1 <?xml version="1.0"?>
2 <project name="MusicLib" default="run" basedir=".">
3   <property name="basename" value="MusicLib"/>
4   <property name="debug" value="true"/>
5   <property name="build.dir" value="build"/>
6  <target name="clean" description="cleans build directory">
7     <delete dir="${build.dir}" verbose="true" failonerror="false"/>
8   </target>
9   <target name="debug" depends="clean">
10     <property name="debug" value="true"/>
11   </target>
12   <target name="release" depends="clean">
13     <property name="debug" value="false"/>
14   </target>
15   <target name="build" depends="clean">
16     <mkdir dir="${build.dir}"/>
17     <csc target="exe" output="${build.dir}\${basename}.exe"
18         imports="System,System.Data,System.Drawing,System.Windows.Forms,System.XML">
19       <sources>
20         <includes name="*.cs"/>
21       </sources>
22       <references>
23         <absolute file="System.dll"/>
24         <absolute file="System.Data.dll"/>
25         <absolute file="System.Drawing.dll"/>
26         <absolute file="System.Windows.Forms.dll"/>
27         <absolute file="System.XML.dll"/>
28       </references>
29     </csc>
30   </target>
31   <target name="run" depends="build">
32     <exec program="${build.dir}/${basename}.exe" basedir="${build.dir}"/>
33   </target>
34 </project>

Now for a blow-by-blow description of the build file:

  • Line 2 is where I set the name of the project. Notice that I've set the default target to "run".

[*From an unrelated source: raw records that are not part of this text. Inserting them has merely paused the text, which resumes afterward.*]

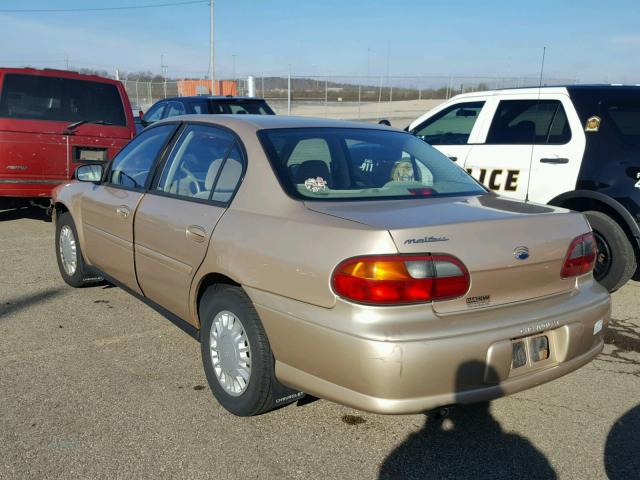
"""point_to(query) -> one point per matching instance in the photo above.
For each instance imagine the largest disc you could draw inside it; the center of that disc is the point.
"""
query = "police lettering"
(495, 179)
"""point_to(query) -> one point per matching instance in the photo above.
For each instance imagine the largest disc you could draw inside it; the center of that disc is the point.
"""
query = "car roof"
(260, 122)
(550, 89)
(215, 97)
(52, 72)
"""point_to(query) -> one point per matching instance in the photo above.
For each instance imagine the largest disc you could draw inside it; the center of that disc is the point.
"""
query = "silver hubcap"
(230, 353)
(68, 250)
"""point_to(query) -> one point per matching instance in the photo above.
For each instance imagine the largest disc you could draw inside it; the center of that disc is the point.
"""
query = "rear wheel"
(236, 354)
(616, 260)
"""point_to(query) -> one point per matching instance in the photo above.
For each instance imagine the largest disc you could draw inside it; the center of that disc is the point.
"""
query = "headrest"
(312, 169)
(211, 173)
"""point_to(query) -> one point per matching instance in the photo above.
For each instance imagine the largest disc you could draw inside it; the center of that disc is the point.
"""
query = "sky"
(589, 40)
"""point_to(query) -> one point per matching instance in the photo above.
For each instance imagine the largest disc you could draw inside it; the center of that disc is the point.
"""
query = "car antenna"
(533, 140)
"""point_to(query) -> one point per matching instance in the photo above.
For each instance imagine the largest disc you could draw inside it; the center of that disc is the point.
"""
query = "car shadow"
(8, 306)
(468, 443)
(33, 213)
(622, 449)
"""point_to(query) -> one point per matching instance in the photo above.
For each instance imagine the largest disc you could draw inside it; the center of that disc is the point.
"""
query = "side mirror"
(89, 173)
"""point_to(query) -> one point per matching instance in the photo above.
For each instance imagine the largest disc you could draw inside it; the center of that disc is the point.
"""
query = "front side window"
(452, 126)
(155, 113)
(526, 122)
(239, 106)
(175, 109)
(198, 162)
(37, 97)
(131, 167)
(361, 164)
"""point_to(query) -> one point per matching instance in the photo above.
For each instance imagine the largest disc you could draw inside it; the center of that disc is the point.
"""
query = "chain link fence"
(397, 98)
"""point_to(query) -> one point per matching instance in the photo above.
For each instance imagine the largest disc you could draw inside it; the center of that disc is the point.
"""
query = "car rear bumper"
(401, 377)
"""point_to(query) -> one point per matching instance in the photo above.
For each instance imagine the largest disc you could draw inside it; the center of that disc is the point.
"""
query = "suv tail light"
(581, 256)
(400, 279)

  • In line 3, I set a property called "basename" to the name of my library.

  • The clean target on line 6 includes a built-in task called "delete", which removes the output folder.

  • Line 15 is where the fun starts. This is the build target, and it illustrates how a target can include one or more tasks. The build target has a task (mkdir) on line 16, which creates my target folder. Line 17 is the C# compiler task that compiles to exe. The target, csc, contains a collection of source files and references. You will note that I used the property "build.dir", which I defined at the top of my file. Surround the property with ${ ...} to use its value.

  • Finally, line 31 is my run target, and shows me calling the exec task run my application. You're unlikely to want to do this in the real world; a more likely next step after compile is to run your NUnit test suite. You can use the exec task to run any Windows executable.

To run the build, I simply execute Nant from the command prompt, as shown in Figure 5. As Nant runs, it displays each target as it is being called (clean, build, and run). Within the target, each task is displayed in [] brackets, including any error or informational messages.

Figure 5Figure 5 Building the Win Forms Music Library sample.